In his joint committee interview, former Acting Defense Secretary Christopher Miller denied Trump's involvement in slowing the deployment.
Senate committee aides pointed out that "the report indicates that Secretary Miller said he had all the authority he needed to activate and deploy the D.C. National Guard and that President Trump had concurred."
The report also calls for all Capitol Police officers to be trained each year in how to respond to civil disturbances.
Every officer should be issued "ballistic helmets, gloves and gas masks" the report said. A large number of Capitol Police "officers who fought to defend the Capitol were left to do so in their daily uniforms," the investigation found.
Intelligence agencies were also called on to rethink how they handle threats of violence discovered on social media, the report said, after finding that "neither the FBI nor DHS deemed online posts calling for violence at the Capitol as credible."

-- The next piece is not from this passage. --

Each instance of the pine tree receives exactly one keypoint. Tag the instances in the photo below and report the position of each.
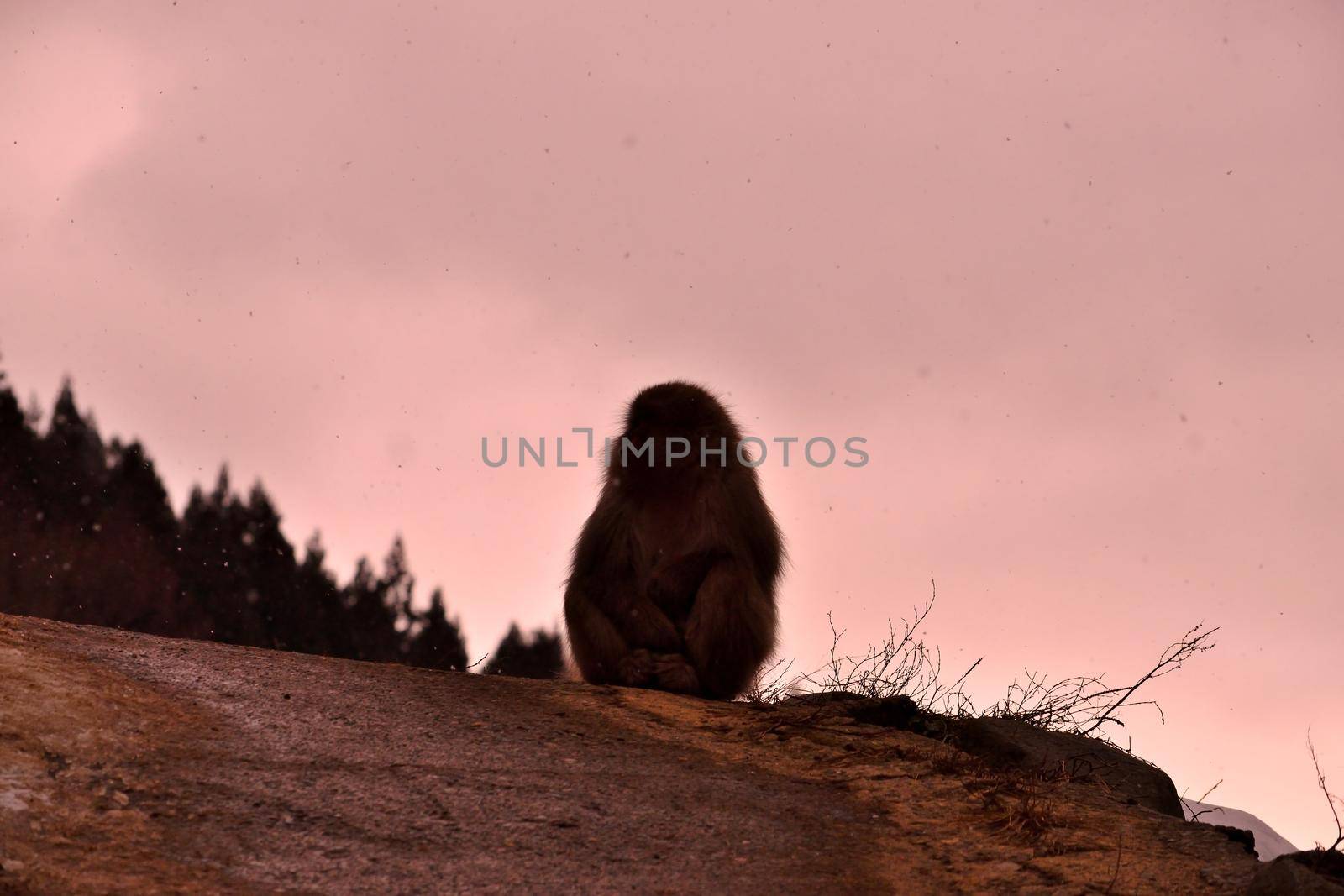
(438, 642)
(542, 658)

Even within Capitol Police, the report found their "intelligence components failed to convey the full scope of threat information they possessed." The day of violence left around 140 law enforcement officers injured after attacks that ranged from the use of chemical irritants to physical objects that included flagpoles and fence pieces, according to the report.
In a statement after the report's public release, U.S. Capitol Police noted that "the USCP consumes intelligence from every federal agency. At no point prior to the 6th did it receive actionable intelligence about a large-scale attack."
"Neither the USCP, nor the FBI, U.S. Secret Service, Metropolitan Police or our other law enforcement partners knew thousands of rioters were planning to attack the U.S. Capitol," said Capitol Police. "The known intelligence simply didn't support that conclusion."
The report's release comes shortly after most Senate Republicans blocked legislation to create an independent commission to investigate the events of Jan. 6. Last month, the House passed the bill on a bipartisan vote with 35 Republicans joining Democrats, including Minnesota's four Democratic members, in voting yes. Minnesota's four GOP lawmakers opposed the legislation. Two of them, Rep. Jim Hagedorn and Rep. Michelle Fischbach, objected to certifying Biden's win after the insurrection.
Even with six GOP defections in the Senate to start debate on the bill, and the support of Klobuchar and fellow Minnesota Democratic Sen. Tina Smith, the legislation failed to clear the chamber's filibuster threshold of 60 votes to move forward. The House also narrowly passed a spending bill last month to improve Capitol security.
Democratic Rep. Ilhan Omar joined Minnesota's Republicans in voting against that measure, and its future in the Senate is bleak given the GOP opposition.
Klobuchar said in an interview her job now is to implement the report and emphasize oversight efforts. Yet work related to the Jan. 6 attack is far from over for the Minnesota Democrat.
"We continue to push for some type of a commission," she said. "But for now, my job is to get the security ramped up."